I have now installed 9.2 from a CD on the SATA HDD. I have installed subversion via `pkg_add`. I ran checkout and it's been running for 20+ minutes and no errors at all.

Any ideas what could be wrong?

Edit: It's been running for around 40 minutes now and still no errors. It's a very different experience compared to checking out on FreeBSD 10 that's for sure.

Edit: Completed `svn` checkout on 9.2. Something is definitely wrong with 10 IMHO. My Intel board can't boot from it (without additional hacks it seems).


----------



## wblock@ (May 4, 2014)

Works here, but I always build from ports.  `svnlite` is built-in, and if it produces the same errors, I'd say it's a hardware problem.  Otherwise, maybe a problem with the package, or one of the dependencies.


----------



## mrjayviper (May 4, 2014)

wblock@ said:
			
		

> Works here, but I always build from ports.  `svnlite` is built-in, and if it produces the same errors, I'd say it's a hardware problem.  Otherwise, maybe a problem with the package, or one of the dependencies.



I'll try with svnlite on the IDE HDD or on another SATA HDD I have here.
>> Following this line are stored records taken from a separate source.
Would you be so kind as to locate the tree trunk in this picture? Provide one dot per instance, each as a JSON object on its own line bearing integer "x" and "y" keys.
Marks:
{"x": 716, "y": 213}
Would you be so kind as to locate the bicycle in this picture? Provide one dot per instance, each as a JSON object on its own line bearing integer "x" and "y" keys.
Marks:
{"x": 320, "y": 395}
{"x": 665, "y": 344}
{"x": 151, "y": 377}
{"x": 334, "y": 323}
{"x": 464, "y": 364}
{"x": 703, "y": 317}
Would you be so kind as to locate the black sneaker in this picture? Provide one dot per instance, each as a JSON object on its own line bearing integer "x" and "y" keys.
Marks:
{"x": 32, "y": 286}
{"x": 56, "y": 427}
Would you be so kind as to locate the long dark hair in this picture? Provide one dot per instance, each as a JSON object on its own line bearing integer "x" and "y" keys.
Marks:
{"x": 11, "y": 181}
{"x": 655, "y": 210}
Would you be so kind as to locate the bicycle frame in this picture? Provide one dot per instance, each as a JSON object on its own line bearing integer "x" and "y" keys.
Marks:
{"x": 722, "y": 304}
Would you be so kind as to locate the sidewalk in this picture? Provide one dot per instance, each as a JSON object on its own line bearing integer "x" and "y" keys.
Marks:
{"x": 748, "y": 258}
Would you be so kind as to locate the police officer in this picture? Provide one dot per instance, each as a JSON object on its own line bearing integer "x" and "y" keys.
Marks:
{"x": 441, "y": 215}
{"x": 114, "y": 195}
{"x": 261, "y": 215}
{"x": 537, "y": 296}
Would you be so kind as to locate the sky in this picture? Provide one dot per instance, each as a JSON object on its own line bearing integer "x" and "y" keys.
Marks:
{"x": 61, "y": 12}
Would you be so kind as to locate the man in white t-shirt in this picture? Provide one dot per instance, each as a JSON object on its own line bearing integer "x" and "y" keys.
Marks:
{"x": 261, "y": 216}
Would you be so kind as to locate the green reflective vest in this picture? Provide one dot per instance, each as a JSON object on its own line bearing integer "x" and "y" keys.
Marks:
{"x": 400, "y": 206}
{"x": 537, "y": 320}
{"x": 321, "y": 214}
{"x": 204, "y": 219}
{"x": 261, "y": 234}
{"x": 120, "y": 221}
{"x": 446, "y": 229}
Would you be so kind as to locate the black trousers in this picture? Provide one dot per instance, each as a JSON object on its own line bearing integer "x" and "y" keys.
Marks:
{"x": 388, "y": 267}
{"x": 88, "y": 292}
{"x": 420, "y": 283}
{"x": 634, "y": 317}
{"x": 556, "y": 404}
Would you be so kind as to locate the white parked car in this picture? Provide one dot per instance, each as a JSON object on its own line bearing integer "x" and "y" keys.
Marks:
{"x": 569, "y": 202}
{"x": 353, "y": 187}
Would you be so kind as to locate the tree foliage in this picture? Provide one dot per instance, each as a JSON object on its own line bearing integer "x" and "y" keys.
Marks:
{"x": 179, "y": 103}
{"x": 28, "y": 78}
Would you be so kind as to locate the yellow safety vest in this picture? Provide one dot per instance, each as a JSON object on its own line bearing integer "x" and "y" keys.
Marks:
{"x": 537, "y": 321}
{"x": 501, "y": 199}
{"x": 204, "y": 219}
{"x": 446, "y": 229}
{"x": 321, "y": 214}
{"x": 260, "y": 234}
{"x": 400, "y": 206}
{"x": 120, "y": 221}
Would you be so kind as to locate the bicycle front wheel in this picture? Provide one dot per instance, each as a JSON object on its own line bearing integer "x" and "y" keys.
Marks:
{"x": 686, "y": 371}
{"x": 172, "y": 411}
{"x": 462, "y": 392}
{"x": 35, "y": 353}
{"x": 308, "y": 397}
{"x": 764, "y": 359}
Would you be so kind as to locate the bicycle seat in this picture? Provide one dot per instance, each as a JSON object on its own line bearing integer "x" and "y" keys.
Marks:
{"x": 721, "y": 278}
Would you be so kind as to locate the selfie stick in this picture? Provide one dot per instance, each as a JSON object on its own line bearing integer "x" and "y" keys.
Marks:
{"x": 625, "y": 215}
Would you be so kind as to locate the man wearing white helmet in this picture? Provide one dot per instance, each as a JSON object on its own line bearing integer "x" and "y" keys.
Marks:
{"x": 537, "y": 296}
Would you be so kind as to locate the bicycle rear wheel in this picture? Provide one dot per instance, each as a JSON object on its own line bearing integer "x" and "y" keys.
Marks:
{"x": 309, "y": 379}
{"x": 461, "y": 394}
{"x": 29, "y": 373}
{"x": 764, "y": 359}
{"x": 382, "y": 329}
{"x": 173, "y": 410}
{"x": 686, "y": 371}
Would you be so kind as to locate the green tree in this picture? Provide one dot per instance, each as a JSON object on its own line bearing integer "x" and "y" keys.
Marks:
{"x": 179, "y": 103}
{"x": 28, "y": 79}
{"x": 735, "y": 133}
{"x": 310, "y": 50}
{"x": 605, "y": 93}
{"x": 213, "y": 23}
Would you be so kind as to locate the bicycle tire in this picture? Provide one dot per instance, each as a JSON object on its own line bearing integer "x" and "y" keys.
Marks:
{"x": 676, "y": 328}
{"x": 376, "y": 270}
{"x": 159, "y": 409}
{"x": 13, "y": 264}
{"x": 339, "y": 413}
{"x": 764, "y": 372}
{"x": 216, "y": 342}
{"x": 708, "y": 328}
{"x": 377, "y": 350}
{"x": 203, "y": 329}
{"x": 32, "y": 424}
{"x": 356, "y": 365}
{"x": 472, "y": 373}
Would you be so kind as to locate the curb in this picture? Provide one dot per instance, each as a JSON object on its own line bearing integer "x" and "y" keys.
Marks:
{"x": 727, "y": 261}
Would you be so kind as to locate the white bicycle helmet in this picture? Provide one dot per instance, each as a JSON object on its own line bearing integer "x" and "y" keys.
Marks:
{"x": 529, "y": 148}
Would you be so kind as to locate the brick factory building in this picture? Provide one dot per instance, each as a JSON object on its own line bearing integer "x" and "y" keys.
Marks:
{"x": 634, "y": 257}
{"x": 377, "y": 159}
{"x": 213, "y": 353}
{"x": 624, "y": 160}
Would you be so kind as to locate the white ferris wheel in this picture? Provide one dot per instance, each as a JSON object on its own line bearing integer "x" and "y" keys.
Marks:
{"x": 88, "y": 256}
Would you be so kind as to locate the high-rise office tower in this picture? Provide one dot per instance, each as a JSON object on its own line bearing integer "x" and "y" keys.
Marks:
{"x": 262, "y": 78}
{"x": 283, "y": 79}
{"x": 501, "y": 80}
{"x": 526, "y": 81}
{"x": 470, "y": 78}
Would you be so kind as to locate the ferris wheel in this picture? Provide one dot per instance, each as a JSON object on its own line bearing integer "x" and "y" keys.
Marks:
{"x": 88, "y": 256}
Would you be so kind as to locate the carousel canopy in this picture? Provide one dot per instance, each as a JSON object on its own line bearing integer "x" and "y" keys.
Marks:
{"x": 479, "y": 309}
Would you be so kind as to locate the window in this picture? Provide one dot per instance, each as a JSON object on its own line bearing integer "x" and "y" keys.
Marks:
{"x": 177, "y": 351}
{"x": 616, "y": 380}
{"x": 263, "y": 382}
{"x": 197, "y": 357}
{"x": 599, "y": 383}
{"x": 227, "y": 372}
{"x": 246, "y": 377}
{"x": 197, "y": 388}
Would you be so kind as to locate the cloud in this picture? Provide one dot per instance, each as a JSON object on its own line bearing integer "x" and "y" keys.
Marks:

FreeBSD9.2 is working nicely on the SATA HDD so I don't want to touch that anymore.

I doubt it's a hardware problem too. I tried FreeBSD 10 on the same SATA HDD and I got `subversion` problems whereas I didn't get any on 9.2.

ps. Does `svnlite` uses the same commands as the normal subversion? thanks again


----------



## wblock@ (May 4, 2014)

`svnlite` is just a pared-down copy of Subversion built into the base system.  It's the same program, so the commands are the same.  Because it does not have dependencies on packages or ports, it should eliminate that as a possible problem.


----------



## tingo (May 4, 2014)

Hey, thanks for the hint about svnlite - I didn't know that it was built in. Nice!


----------



## mrjayviper (May 4, 2014)

I just installed FreeBSD 10 on the IDE HDD and I'm running svnlite right now. My initial thoughts are my previous problems are gone. I would've seen an error by now using `subversion`.

Thanks wblock 

update: more than 2 hours into the checkout and still no errors!!!


----------